At Wed Mar 25 16:04:57 UTC 2020, the majority of our recursive resolvers stopped working. The overall recursive resolver downtime was one hour and twenty minutes. We are in the process of issuing prorated credits for VPS customers.

As part of this DNS outage, we identified a weakness in our monitoring infrastructure: we have an external monitor of our primary monitoring system, but it doesn’t guarantee that the DNS resolver is working on the primary monitoring system, only that the system is up with an active network. Therefore when both of our local resolvers stopped working simultaneously we were not paged as we should have been. We’ve added an external resolver where needed and long term will have the primary monitoring system initiate connections to the external monitor to prevent this in the future.

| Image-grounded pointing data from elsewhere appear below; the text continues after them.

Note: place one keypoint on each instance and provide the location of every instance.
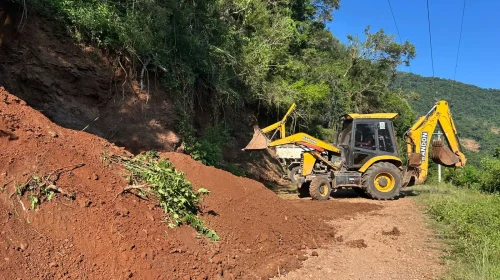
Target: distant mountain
(476, 111)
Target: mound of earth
(100, 235)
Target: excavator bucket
(441, 154)
(258, 142)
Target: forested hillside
(219, 57)
(475, 110)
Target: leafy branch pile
(175, 194)
(44, 188)
(221, 56)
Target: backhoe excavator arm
(260, 141)
(418, 140)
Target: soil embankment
(101, 236)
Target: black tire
(382, 181)
(320, 188)
(359, 191)
(292, 174)
(303, 189)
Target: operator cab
(365, 136)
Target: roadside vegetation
(468, 220)
(223, 56)
(485, 177)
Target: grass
(469, 221)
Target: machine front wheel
(320, 188)
(382, 181)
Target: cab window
(385, 143)
(364, 137)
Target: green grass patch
(469, 221)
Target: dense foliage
(475, 110)
(233, 54)
(486, 177)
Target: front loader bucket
(258, 142)
(441, 154)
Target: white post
(439, 165)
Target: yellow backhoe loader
(365, 153)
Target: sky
(479, 58)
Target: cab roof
(371, 116)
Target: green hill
(476, 110)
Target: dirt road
(390, 242)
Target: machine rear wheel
(382, 181)
(359, 191)
(303, 189)
(320, 188)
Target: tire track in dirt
(392, 242)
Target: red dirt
(77, 86)
(99, 236)
(395, 232)
(358, 243)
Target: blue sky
(479, 60)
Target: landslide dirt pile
(77, 86)
(100, 235)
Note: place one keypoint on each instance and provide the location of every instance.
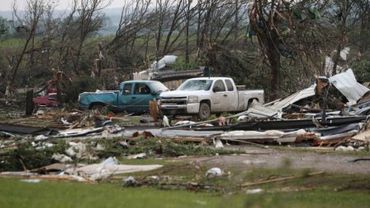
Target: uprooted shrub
(27, 156)
(156, 146)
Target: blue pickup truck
(132, 96)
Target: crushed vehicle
(206, 95)
(49, 100)
(132, 97)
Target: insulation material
(347, 84)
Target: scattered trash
(61, 158)
(31, 180)
(345, 149)
(166, 122)
(217, 142)
(108, 168)
(137, 156)
(254, 191)
(214, 172)
(129, 182)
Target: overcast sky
(6, 5)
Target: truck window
(141, 89)
(219, 86)
(229, 84)
(127, 89)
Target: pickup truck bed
(203, 96)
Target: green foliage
(156, 146)
(78, 85)
(361, 69)
(4, 28)
(29, 156)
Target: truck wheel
(99, 107)
(204, 111)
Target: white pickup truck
(206, 95)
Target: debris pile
(332, 112)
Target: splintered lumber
(191, 139)
(281, 179)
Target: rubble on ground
(331, 113)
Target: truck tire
(100, 107)
(204, 111)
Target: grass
(14, 193)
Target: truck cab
(206, 95)
(132, 96)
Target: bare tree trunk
(187, 31)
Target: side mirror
(216, 89)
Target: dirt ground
(331, 162)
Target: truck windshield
(158, 87)
(193, 85)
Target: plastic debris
(214, 172)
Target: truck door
(232, 96)
(219, 97)
(125, 97)
(141, 97)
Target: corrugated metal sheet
(347, 84)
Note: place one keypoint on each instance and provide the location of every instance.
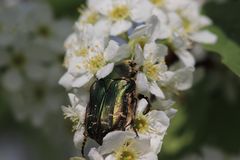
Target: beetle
(112, 106)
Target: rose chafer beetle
(112, 106)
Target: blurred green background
(208, 114)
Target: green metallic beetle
(112, 106)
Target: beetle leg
(141, 96)
(84, 142)
(133, 117)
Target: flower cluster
(158, 37)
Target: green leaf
(228, 49)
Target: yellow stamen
(158, 3)
(151, 70)
(119, 13)
(95, 63)
(82, 52)
(92, 18)
(125, 152)
(141, 124)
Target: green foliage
(229, 50)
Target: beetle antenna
(84, 143)
(141, 96)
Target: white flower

The root cause was that our DNSSEC settings were stale and had not been revisited. Our bind configuration contained the following line:

dnssec-lookaside auto;

DNSSEC Lookaside Validation, specified in RFC 5074, is a now-historical mechanism for publishing DNS Security trust anchors outside of the DNS delegation chain. This mechanism was using a public registry provided by the Internet Systems Consortium (ISC) at dlv.isc.org.

In September of 2017, the ISC retired dlv.isc.org, replacing it with an empty zone, so as not to break existing resolver configurations. The signatures for dlv.isc.org expired earlier today on accident, causing all queries from our resolvers to fail with broken trust chain errors. The expiration resulted in this error message:

named:   validating : dlv.isc.org NSEC: verify failed due to bad signature (keyid=64263): RRSIG has expired

The fix was to replace dnssec-lookaside auto with dnssec-lookaside no in our resolver configuration and restart the resolvers.